Vuelve la mula al trigo
Pero lo extraño es que este Consejo Supremo Electoral no parece estar haciendo ni lo uno ni lo otro. Y si todo es como parece, tendremos en la Costa una reedición de las elecciones municipales de noviembre 2008. No aprendieron la lección. La única explicación que le encuentro es que estos señores están tratando de instituir en Nicaragua, a trompones, una forma de hacer elecciones donde la mayoría ya no la deciden los votos, sino los contadores de votos. Y quieren repetirla tantas veces hasta que se vuelva la forma “normal” de elegir.
Dudas
¿Qué sentido tiene no permitir la observación electoral? Ellos deberían de ser los más interesados. Es que si alguien es ladrón y todo mundo lo ve con desconfianza, pues lo más sensato que puede hacer es poner las manos a vista de todo mundo para demostrar que, esta vez, no quiere robar nada. A menos que nuevamente vaya a hacer de las suyas. Pero hay más: ¿por qué no explican cómo están haciendo su trabajo? ¿Por qué no han terminado de publicar los resultados de las lecciones del 2008 y las del 2006? Demasiadas dudas para que salga algo bueno de estos señores
Cazadores de multas
La comisionada Aminta Granera dijo recientemente que la Policía trabajará para cambiar la filosofía con que operan los agentes de Tránsito. Con esta declaración la jefa policial está reconociendo algo que era vox populi: que los policías siempre han estado más preocupados por multar que por regular el tráfico o prevenir accidentes.

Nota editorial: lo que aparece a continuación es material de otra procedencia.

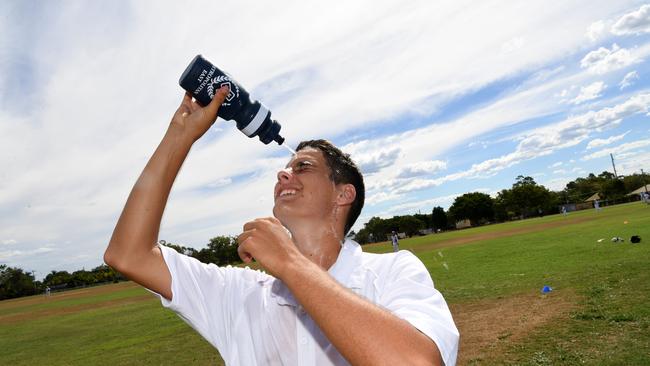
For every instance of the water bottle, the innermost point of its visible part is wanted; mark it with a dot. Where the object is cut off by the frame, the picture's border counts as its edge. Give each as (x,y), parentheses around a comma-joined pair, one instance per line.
(202,79)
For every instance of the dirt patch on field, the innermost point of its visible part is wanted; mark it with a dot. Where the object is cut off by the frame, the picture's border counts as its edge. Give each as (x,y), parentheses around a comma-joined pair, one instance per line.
(487,327)
(500,234)
(33,315)
(70,294)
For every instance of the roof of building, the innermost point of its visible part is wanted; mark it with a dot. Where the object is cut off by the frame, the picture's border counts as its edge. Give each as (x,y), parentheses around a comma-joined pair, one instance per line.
(645,188)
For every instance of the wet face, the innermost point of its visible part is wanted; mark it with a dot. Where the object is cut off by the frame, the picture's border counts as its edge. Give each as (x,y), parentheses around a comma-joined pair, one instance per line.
(304,189)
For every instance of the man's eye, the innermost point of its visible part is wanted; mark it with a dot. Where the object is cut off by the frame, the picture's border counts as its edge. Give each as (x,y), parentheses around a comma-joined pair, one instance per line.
(303,165)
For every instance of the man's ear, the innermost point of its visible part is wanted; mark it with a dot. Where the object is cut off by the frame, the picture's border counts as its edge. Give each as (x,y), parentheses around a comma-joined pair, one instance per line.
(347,194)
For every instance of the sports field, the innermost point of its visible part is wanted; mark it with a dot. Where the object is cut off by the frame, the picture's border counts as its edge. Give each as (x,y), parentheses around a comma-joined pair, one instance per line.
(597,313)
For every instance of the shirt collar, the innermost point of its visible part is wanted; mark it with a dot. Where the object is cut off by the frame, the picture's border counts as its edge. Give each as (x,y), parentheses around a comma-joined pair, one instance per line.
(346,270)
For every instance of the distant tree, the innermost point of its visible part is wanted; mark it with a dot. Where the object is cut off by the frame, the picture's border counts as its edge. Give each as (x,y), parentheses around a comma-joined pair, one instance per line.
(438,218)
(221,250)
(634,181)
(14,282)
(525,199)
(425,218)
(58,279)
(409,225)
(476,206)
(379,228)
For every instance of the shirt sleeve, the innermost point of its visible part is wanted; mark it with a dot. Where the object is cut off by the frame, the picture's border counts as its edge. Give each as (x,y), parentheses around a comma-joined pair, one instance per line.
(203,295)
(410,294)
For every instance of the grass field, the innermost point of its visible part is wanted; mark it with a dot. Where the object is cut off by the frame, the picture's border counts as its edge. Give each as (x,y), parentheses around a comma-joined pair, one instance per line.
(597,314)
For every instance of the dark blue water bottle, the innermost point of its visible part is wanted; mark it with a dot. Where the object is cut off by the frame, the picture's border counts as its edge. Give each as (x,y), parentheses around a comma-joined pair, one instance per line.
(202,79)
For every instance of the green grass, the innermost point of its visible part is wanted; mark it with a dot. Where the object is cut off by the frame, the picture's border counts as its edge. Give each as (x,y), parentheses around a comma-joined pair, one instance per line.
(608,283)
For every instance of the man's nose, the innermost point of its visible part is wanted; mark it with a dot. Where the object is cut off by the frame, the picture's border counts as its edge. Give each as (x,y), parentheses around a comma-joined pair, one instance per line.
(284,175)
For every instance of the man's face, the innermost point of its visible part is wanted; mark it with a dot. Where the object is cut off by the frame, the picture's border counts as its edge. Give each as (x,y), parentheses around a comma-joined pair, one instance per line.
(304,189)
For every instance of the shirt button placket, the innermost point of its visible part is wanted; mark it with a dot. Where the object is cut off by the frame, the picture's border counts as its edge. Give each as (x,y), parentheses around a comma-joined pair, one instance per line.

Y así se les ve escondidos entre matorrales a la caza de infractores, atentos a si la llanta del carro rozó la línea al doblar en la intersección y haciéndose de la vista gorda con el bus que viene contra la vía avanzado a pitazos o que se cruza el semáforo en rojo como bólido atenido a que nadie hace nada contra ellos. Tan empeñados en poner multas los miraba, que siempre pensé que multar era una orden de la jefatura para conseguir un poco más de dinero en su presupuesto. Un negocio, pues.